On Jul 1, 2011, at 2:55 PM, Scott Brim wrote:
The IETF has several times veered away from the deep water where internet
standards cross paths with regulatory requirements.
http://tools.ietf.org/html/rfc2804
We are not legal experts we are not qualified to interpret the statutory
requirements of various nation states, our own or others. We need to be
clear on what is in vs out of scope for IETF work. Focus on what would be
percieved to be in the best interests the users and the network. Nation
states will do whatever they do and sovereign by definition can impose
whatever mandate they find necessary on their network operations and
citizens.
Joel, the issue is very clear: what the IETF does must not make
privacy and confidentiality impossible. It's not just some arbitrary
regulation from a committee, there are whole cultures who take this
very seriously. You cite the wiretapping decision -- note we didn't
make wiretapping impossible, we just didn't support it. In this case
it is very easy to make privacy (the right to control personal
information) and confidentiality (the right to know that private
information you share with one party will be kept within that scope)

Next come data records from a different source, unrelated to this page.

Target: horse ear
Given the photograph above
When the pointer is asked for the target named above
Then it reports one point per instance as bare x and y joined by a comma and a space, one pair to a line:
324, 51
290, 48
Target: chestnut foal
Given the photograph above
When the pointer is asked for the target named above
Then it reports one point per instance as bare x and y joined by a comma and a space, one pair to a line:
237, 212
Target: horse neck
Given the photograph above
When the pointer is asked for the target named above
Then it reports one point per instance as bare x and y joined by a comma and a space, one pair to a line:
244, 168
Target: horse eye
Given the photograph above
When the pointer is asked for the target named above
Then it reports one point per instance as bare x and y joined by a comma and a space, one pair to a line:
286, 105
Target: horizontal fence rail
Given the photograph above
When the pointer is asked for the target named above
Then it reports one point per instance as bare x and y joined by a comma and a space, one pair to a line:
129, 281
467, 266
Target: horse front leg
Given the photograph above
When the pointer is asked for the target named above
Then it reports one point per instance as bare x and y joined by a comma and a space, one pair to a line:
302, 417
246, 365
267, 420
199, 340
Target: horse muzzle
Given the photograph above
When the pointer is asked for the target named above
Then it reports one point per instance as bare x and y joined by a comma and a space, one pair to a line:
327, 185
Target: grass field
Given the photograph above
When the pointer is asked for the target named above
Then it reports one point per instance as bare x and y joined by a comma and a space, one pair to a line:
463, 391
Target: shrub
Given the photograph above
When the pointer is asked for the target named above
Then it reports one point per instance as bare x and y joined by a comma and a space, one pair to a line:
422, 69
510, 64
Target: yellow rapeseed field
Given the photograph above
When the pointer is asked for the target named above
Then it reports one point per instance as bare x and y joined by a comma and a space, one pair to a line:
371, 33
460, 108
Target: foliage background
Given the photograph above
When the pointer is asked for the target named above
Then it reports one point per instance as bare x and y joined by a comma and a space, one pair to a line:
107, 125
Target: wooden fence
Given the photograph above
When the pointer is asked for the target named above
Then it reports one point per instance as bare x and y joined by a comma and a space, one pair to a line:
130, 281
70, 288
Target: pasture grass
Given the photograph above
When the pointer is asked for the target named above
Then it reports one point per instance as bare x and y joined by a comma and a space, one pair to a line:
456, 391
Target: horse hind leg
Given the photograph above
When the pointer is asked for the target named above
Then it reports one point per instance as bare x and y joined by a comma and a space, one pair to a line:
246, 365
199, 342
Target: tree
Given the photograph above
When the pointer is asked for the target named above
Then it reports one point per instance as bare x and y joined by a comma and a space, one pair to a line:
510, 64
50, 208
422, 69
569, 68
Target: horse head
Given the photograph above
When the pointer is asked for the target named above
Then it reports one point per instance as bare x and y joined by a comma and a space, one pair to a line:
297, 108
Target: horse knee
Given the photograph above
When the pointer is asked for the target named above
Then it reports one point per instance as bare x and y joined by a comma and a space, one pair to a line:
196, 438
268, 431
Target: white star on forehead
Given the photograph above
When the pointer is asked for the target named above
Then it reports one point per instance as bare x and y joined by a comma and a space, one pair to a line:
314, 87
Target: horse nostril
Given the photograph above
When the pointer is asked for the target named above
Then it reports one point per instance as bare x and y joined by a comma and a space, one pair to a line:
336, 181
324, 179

impossible -- that's a position you may not take as someone making the
Internet work, since the ultimate stakeholders are those humans out at
the edges. See also "Changes to Internet Architecture Can Collide
With Privacy" <http://www.ietf.org/proceedings/79/slides/intarea-3.pdf>
for a discussion of mobility.
When you think "oh right, I have to come up with a security
considerations section", include privacy and confidentiality
implications in your checklist of things to think about.
Very much agree.
I strongly disagree with the statement that every home network should have only
ephemeral external addresses and that it should NAT to stable internal
addresses. I also strongly disagree with the assertion that EU law requires
IETF to make it so. But the underlying concerns are quite valid and important.
I don't want to cripple all home networks and applications by imposing
ephemeral addresses and/or NATs on them. But having a stable address prefix
associated with every device in one's home network that communicates with the
public Internet can indeed threaten the user's privacy. (Note that privacy
addresses don't really solve the problem as they still all have the same
prefix.) Some applications and hosts require stable addresses; others do not.
So it might be that a home network needs to be able to support two prefixes -
a stable one that can be used by those applications that need it, and an
ephemeral one that can be used by everything else. That's not difficult to do
by itself, but my next question is how to arrange these things such that
ordinary consumers can understand such details and manage them?
Anyway, to me it seems reasonable for the HOMENET group to consider privacy
issues associated with address assignment.
As to the technical issues here, higher layers don't need to use IP
addresses as identifiers, they have their own. The only layer that
needs to care about IP addresses is the IP layer itself.
This has been demonstrated many times to be false.